* Victim cache:
  + Victim cache will be a fully associative cache that contains 16 blocks, whenever there is dirty eviction, the dirty data will be stored into the victim cache so that cache can immediately fetch missed data from the main memory without writeback. The clean data being evicted will be also temporarily stored in the victim cache. Whenever cache reads data from main memory, it will first check if the data is already in the victim cache, if it’s, then the cache can immediately take it. If the victim cache is full when it needs to take in a block, it will write back a lru block to make space.
  + The lowest level cache will check if the data to read is in the victim cache, if it is then take it, else go to the main memory as usual. If there is an eviction in the lowest cache, it will not write the data back to the main memory, instead, it will try to insert it into the victim cache.
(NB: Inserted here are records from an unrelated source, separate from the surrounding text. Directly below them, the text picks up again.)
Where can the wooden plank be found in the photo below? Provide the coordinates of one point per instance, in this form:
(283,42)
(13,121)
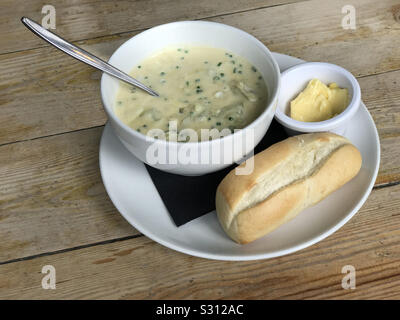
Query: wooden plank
(45,92)
(381,93)
(52,196)
(56,181)
(141,269)
(77,20)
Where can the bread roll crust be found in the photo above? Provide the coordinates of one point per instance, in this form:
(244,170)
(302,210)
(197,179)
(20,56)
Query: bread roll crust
(259,217)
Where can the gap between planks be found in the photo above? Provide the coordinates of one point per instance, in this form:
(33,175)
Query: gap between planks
(137,30)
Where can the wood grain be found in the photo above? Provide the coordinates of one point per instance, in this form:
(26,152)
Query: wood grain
(141,269)
(52,196)
(45,92)
(78,20)
(53,206)
(51,179)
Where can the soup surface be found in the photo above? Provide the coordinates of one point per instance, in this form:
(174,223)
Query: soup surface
(199,88)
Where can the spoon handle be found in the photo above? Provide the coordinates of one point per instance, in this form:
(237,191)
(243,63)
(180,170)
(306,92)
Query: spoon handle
(82,55)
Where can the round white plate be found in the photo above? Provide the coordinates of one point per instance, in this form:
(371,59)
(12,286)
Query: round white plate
(133,193)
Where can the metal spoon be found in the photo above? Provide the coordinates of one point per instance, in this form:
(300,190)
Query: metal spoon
(83,55)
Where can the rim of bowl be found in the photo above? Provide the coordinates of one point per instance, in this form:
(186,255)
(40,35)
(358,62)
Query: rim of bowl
(257,42)
(326,124)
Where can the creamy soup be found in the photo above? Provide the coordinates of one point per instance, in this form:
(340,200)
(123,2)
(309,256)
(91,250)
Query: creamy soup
(199,88)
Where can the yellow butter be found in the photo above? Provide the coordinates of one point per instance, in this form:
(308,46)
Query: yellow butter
(318,102)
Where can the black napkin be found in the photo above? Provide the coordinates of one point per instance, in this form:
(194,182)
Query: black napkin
(188,198)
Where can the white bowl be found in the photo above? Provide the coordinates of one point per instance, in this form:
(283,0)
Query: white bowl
(205,33)
(295,79)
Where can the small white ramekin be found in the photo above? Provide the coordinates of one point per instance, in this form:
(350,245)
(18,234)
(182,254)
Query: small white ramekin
(295,79)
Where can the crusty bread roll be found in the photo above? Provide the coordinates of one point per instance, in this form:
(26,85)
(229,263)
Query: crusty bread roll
(288,177)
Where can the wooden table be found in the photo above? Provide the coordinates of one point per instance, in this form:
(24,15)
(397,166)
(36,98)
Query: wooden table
(53,206)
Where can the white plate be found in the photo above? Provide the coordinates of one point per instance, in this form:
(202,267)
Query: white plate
(133,193)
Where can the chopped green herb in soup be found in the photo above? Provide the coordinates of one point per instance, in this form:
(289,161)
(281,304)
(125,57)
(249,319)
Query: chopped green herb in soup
(199,87)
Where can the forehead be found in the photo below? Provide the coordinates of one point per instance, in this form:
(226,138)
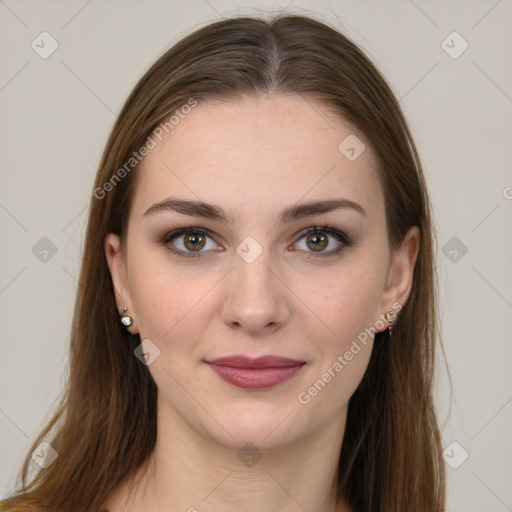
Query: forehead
(257,155)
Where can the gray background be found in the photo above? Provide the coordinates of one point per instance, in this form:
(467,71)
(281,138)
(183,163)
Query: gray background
(56,116)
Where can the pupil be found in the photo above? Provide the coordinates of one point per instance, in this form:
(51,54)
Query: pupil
(196,241)
(319,241)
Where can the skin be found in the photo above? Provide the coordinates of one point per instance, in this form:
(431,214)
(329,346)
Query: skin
(253,158)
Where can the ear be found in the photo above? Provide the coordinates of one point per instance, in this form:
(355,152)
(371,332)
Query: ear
(116,262)
(400,274)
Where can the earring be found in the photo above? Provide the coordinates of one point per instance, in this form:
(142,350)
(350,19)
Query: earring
(126,320)
(390,316)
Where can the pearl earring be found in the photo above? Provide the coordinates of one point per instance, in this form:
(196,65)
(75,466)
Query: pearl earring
(126,320)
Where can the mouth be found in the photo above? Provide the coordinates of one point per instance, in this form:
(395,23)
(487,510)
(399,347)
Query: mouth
(261,373)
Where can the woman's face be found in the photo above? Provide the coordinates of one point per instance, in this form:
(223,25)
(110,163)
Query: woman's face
(252,280)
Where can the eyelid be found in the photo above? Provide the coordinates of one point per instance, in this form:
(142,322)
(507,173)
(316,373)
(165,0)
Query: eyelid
(340,236)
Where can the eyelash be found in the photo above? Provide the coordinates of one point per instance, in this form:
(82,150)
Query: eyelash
(340,236)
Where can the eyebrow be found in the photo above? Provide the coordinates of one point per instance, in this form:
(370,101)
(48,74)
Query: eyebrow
(214,212)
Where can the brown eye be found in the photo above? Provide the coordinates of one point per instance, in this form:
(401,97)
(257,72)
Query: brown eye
(317,241)
(194,241)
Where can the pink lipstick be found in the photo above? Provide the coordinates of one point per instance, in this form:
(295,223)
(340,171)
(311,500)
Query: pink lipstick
(261,373)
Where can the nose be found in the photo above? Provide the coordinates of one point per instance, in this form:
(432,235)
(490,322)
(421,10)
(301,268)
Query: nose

So there are basically two paths from the cache to memory with one of the paths containing the victim cache.
* L2 cache:
  + L2 cache will just be another cache after the cache in the first level. When missing, the first level cache will read from the second level cache. The first-level cache will also write back the data to the second-level cache. If there is still a miss in the second level cache, the second level will read from the main memory then bring the data to the first data cache. The logic of writing back data of second-level cache is the same as L1 cache.
* Pipelined cache: first instantiate BRAM Arrays:
  + Mp3 Appendix B for data, tag, valid, dirty, IRU.
  + Reusing the Cache from MP3, but divide to two stages.
    - Pipelined Icache: one stage to determine hit/miss, one stage for returning data.
      * Reroute datapath to prevent stalling: current datapath get data in one cycle so instruction data can be gathered before stage\_if\_id, we reroute it so that instruction data will be gathered at decode stage instead to prevent stalling.
    - Pipelined dcache: one stage to determine hit/miss, one stage for returning data.
      * Right now the dcache\_read signal is outputed right after stage\_ex\_mem, we have to get it directly from control\_word before stage\_ex\_mem. We have to create additional stalling logic to compensate for dcache read being directly from control\_word.
      * Two-cycle later we successfully retrieve data or stage\_mem\_wb.
* Four-way associative cache:
  + Each set in the cache stores four lines of data. Data is 32 bytes. If we keep using 8 as the number of sets we will have a cache size of 1kb.
  + Pseudo LRU: three bits, 4 valid arrays, 4 dirty arrays, 4 cache data arrays and 4 tag arrays. keep the tag bit, index, and offset the same.
* Tournament Branch Predictor:
  + The branch prediction mechanism for our design will consist of a two layer predictor table. The first layer will contain a local and a global branch prediction. The local predictor will function as a basic branch translation buffer, using the PC of the branch instruction as a hash into the table, which contains the 2-bit branch prediction and the PC target address. The other branch predictor in the first layer of the tournament will be a global branch predictor. The global predictor functions very similarly to the local branch predictor; however, it will account for the last N branches and whether they were taken. Using an N-bit array which will be bit shifted left for every branch prediction. If the branch is taken, the rightmost bit will be set to 1. By concatenating this N-bit array with the PC address of the branch instruction, we can create a hash into the global branch history table, and use the same 2-bit predictor and target mechanism as the local branch history table.
  + The second layer of the branch predictor will choose whether to take the prediction from the local or the global predictor. This will use a simple 2-bit mechanism, starting with 00 to represent “strongly local.” If the local predictor is incorrect, each history table will be updated and the 2nd level predictor will move to 01 meaning “weakly local.” As the program continues, it is expected that the predictor will move towards the global predictor as the global predictor gains more information about the program.
  + With every prediction, the PC will be updated with the predicted address of the branch. To do this, the branch predictor will pass a flag through the pipeline to indicate the result of the prediction. If the branch is predicted to be taken, the PC will move to the target address and proceed until this jump is confirmed in the execute phase. If the prediction is correct, the pipeline will continue as normal and update both branch history tables to reflect the result; however, if this prediction is incorrect, the pipeline will be flushed and the correct PC address will be loaded, updating the branch prediction mechanism to reflect the missed prediction.